L’affirmation du caractère illicite de la faculté de renonciation « à tout moment, avant ou pendant la période d’interdiction » était donc prévisible.
L’apport du présent arrêt consiste en revanche à préciser que la nullité ne peut être cantonnée à la seule faculté de renonciation. En l’espèce, l’employeur n’a pas entendu renoncer à la clause. Bien au contraire, il se plaint de sa violation par le salarié. La situation est donc inversée contrairement à celle d’autres espèces où il s’agissait de l’employeur qui souhaitait renoncer à la clause et se trouver ainsi libérer du versement de la contrepartie financière. Faut-il alors relever une contradiction entre le présent arrêt et ceux rendus précédemment ? Dans ces derniers, n’est-ce pas uniquement la faculté de renonciation qui se trouve « réputée non écrite » ? Il faut cependant se souvenir que la nullité affectant la clause de non-concurrence est une nullité relative. Dans les affaires où l’employeur souhaite renoncer à la clause de non-concurrence, aucune demande de nullité n’est formulée. Le salarié se contente de rétorquer que l’employeur ne peut pas se prévaloir de la faculté de renonciation et les juges peuvent seulement constater le caractère non-écrit de cette dernière.

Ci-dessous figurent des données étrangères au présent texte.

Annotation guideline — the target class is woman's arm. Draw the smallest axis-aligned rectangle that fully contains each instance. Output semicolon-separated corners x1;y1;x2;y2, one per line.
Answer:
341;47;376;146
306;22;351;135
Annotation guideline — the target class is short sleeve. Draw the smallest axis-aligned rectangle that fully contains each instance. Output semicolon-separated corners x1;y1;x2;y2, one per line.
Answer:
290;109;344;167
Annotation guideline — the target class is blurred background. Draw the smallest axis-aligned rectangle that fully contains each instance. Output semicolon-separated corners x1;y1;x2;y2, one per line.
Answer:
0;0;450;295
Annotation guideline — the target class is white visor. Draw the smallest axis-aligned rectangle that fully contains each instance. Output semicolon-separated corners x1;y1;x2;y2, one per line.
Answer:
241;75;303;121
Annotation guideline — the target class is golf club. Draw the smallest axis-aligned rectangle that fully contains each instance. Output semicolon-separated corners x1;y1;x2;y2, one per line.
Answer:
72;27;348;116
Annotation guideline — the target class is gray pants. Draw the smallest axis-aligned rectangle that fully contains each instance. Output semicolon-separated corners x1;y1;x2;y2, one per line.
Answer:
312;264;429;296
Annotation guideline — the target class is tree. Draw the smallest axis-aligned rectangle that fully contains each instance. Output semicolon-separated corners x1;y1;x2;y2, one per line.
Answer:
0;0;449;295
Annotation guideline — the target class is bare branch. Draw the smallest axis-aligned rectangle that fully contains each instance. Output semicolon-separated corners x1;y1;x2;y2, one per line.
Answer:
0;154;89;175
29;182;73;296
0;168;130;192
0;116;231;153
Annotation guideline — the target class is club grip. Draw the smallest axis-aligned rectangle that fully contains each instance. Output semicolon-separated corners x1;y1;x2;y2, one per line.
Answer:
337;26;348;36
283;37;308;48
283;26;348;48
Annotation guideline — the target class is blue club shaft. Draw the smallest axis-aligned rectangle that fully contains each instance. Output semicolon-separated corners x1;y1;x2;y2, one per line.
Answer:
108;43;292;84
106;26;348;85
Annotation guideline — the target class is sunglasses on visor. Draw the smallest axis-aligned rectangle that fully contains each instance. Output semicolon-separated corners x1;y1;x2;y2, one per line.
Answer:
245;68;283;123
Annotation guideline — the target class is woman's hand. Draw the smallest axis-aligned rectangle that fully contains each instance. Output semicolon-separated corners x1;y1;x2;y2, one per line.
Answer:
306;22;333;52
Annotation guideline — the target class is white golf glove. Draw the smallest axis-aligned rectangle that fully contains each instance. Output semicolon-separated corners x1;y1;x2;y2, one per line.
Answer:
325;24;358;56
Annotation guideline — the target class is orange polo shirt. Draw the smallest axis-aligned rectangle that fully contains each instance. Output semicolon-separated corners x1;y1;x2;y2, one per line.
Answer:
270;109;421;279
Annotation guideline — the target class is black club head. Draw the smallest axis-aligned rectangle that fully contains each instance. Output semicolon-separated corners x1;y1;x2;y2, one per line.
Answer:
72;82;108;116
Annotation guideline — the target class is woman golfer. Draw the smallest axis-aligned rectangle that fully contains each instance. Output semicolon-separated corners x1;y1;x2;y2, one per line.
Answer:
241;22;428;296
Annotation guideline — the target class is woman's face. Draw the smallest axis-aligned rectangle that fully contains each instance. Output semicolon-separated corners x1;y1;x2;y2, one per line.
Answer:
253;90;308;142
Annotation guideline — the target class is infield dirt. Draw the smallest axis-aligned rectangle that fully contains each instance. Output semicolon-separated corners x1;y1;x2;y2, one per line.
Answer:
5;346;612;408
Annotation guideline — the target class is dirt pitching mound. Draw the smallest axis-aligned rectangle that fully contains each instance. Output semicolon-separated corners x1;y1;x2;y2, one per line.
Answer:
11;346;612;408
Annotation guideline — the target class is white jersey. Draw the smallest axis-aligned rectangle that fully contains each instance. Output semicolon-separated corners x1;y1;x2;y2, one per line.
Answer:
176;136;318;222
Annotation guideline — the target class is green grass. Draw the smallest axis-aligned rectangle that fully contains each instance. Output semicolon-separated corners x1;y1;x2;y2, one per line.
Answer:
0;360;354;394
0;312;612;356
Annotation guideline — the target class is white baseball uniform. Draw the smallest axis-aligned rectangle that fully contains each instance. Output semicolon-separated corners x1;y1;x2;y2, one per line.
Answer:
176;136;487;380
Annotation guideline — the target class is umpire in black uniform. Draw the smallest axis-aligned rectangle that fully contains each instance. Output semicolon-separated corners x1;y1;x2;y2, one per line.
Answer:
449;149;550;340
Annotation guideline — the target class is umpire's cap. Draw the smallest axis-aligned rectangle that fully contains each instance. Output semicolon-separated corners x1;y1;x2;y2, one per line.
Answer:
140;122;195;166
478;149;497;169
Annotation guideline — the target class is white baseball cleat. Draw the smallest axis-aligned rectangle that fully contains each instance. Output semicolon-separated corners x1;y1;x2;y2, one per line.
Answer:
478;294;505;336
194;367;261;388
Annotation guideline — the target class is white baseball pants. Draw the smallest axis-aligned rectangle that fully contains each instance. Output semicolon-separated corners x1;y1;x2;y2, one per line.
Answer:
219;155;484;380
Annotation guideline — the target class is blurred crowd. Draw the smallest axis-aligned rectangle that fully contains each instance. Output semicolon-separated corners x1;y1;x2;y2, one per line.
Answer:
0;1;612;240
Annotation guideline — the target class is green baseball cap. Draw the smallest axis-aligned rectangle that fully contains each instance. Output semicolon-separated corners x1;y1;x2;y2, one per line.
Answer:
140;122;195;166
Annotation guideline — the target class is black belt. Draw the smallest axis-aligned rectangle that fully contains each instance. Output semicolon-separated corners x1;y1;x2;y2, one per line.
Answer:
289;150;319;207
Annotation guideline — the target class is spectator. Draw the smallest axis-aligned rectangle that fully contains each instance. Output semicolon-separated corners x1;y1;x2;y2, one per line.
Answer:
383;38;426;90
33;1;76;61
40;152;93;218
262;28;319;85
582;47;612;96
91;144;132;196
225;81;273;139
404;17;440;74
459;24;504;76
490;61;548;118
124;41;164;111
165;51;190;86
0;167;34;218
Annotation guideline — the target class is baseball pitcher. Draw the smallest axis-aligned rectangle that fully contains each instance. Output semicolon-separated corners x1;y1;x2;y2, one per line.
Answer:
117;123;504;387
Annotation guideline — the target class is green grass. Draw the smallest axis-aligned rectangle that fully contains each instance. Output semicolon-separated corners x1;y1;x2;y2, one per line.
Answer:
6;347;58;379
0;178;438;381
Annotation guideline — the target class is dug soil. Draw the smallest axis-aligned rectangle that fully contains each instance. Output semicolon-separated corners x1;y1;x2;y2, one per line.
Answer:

Comment, par ailleurs, justifier la nullité totale de la clause de non-concurrence ? Pour la Cour de cassation, la stipulation d’une faculté de renonciation « à tout moment » laisse le salarié dans « l’incertitude quant à sa liberté de travailler ». Cette incertitude affecte donc non seulement la faculté de renonciation, mais encore l’obligation de non-concurrence elle-même.
En somme, la Cour de cassation poursuit le raisonnement à son terme : si la prévision d’une telle faculté de renonciation laisse le salarié dans l’incertitude quant à sa liberté de travailler, il faut considérer que la restriction apportée à cette liberté par la clause de non-concurrence est elle-même illicite. La solution peut paraître sévère, mais elle tend à préserver l’effectivité d’une liberté fondamentale.
Soc. 2 décembre 2015, n° 14-19.029.
Références
■ Soc. 10 juill. 2002, n° 00-45.135 P, D. 2002. 2491, note Y. Serra ; ibid. 3111, obs. J. Pélissier ; ibid. 2003. 1222, obs. B. Thullier.
■ Soc. 11 mars 2015, n° 13-22.257 P, D. 2015. 689 ; ibid. 1384, chron. E. Wurtz, F. Ducloz, C. Sommé, S. Mariette et N. Sabotier ; ibid. 2526, obs. Centre de droit de la concurrence Yves Serra ; Dr. soc. 2015. 465, obs. J. Mouly.
■ Soc. 13 juill. 2010, n° 09-41.626 P, D. 2010. 1885, obs. L. Perrin ; ibid. 2540, obs. Centre de droit de la concurrence Yves Serra ; Dr. soc. 2010. 1118, obs. J. Mouly.
■ Soc. 22 sept. 2010, n° 08-45.341.
■ Soc. 10 avr. 2013, n° 12-12.717.
■ Soc. 19 nov. 2014, n° 13-18.566.
■ Soc. 21 janv. 2015, n° 13-24.471 P, D. 2015. 271 ; ibid. 829, obs. J. Porta et P. Lokiec ; ibid. 2526, obs. Centre de droit de la concurrence Yves Serra ; Dr. soc. 2015. 206, chron. S. Tournaux.